Innovative companies are getting huge results from their insight communities in less than one year. So, what’s their secret? According to Laura-Lynn Freck, senior manager for shopper and category insights at Red Bull, getting customers and stakeholders excited is table stakes, but that’s not all.
At the 2017 Customer Intelligence Summit, Red Bull and two other innovative brands outlined how they made the most of their insight communities in their early days by scoring massive wins that benefitted their brand and their customers. Freck was joined by Madialen Cahen, intelligence marketing project manager at Jacquet Brossard, and Ettie Etela, VP of research and insights international at Scripps Networks Interactive UK.
Keep it light and fun
Insight communities are useful tools to harnessing customer intelligence, but it’s important to keep it fun, said Freck. This can be done by gamifying the interactions with customers to get them excited. It also means avoiding sending long surveys and over-communication.
Selling the insight community internally is just as important, she advises. You need to get your own organization excited about it as a new, innovative idea, rather than just another market research tool. Red Bell chose to move forward with its community because it provides a constant current of insight that complements its ad-hoc research initiatives, said Freck, and provides deeper insights.
Red Bull has been able to accelerate product development timelines and establish retail partner relationships more quickly and effectively with the insight gleaned from its community, said Freck. An early, significant win was influencing a local product launch, which she said was a big deal as those decisions are normally controlled from head office in Europe.
Create a process
While Red Bull sees gamification as enabling a successful community, Scripps has learned it’s not about offering prizes, it’s about authentic, two-way conversations, said Etela. Showing customers how their feedback has impacted the company drives engagement.
She said it’s important to get buy-in and establish workflows with stakeholders as soon as possible, but at the same time companies should take it slow. And although it’s important to have process, Etela echoes Red Bell’s philosophy of not being overly rigid and fenced in standard market research practices.
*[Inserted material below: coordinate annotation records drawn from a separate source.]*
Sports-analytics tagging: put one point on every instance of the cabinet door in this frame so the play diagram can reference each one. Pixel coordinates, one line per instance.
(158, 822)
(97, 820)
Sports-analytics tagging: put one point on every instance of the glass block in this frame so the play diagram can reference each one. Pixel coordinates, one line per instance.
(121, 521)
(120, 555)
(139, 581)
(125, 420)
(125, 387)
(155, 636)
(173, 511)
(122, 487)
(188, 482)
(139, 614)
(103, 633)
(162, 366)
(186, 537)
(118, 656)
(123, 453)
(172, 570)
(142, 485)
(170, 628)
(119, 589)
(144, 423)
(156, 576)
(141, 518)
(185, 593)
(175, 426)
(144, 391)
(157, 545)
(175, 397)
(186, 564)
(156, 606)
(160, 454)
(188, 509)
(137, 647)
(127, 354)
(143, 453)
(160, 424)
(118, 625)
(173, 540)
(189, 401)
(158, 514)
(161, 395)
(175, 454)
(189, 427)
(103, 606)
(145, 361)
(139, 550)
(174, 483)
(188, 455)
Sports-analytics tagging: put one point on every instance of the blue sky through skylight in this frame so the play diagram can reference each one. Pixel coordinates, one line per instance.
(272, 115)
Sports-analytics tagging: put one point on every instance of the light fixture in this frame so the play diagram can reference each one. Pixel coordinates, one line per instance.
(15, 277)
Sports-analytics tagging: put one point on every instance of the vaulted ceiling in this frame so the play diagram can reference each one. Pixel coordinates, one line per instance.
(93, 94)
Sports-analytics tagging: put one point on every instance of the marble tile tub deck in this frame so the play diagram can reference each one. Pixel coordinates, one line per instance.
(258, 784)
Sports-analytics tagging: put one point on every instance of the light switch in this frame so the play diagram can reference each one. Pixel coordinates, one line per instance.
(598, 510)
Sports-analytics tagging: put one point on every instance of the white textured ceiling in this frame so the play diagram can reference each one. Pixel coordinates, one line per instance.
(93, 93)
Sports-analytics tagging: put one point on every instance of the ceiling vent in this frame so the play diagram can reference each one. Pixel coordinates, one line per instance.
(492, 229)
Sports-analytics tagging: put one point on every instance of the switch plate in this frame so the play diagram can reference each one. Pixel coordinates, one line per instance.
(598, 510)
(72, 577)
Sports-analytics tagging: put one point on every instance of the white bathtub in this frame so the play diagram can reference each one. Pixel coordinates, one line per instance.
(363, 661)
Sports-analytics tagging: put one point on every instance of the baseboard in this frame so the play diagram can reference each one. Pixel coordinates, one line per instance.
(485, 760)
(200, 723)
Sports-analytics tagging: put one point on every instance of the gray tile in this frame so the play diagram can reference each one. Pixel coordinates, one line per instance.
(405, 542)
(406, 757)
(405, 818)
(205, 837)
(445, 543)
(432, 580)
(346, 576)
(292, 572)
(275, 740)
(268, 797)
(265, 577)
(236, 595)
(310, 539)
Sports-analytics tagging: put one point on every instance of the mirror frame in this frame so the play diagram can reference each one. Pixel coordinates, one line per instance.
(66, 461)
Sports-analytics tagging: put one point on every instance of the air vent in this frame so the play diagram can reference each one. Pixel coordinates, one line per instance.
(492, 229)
Scripps saw added value and immediate impact from its insight community. Etela said it’s easy to use, provides the company with more control, and is less time-consuming. It was also easy to personalize for its business. Most importantly, having an insight community led to Scripps’ best year for sponsorship dollars while reducing its research budget, she said.
Establish support and resources
While Freck recommends keeping the community fun and cheeky, it also requires a dedicated resource, something Madialen agrees with given the popularity of Jacquet Brossard’s community.
The company’s insight community is its main source of customer insight and its primary CRM tool, she said, so being process-driven is essential for successfully managing the volume of input. She recommends having a point of contact for each insight community. By putting the right resources behind the community, Jacquet Brossard has been able create stronger customer bonds, which, in turn results, to faster responses from customers whenever the company needs feedback.
Upfront investment pays off
Insight communities can deliver significant benefits in their early days. The key is to build the relationships with both stakeholders and customers early on so it’s seen as a strategic resource that adds competitive advantage, not just another market research tool.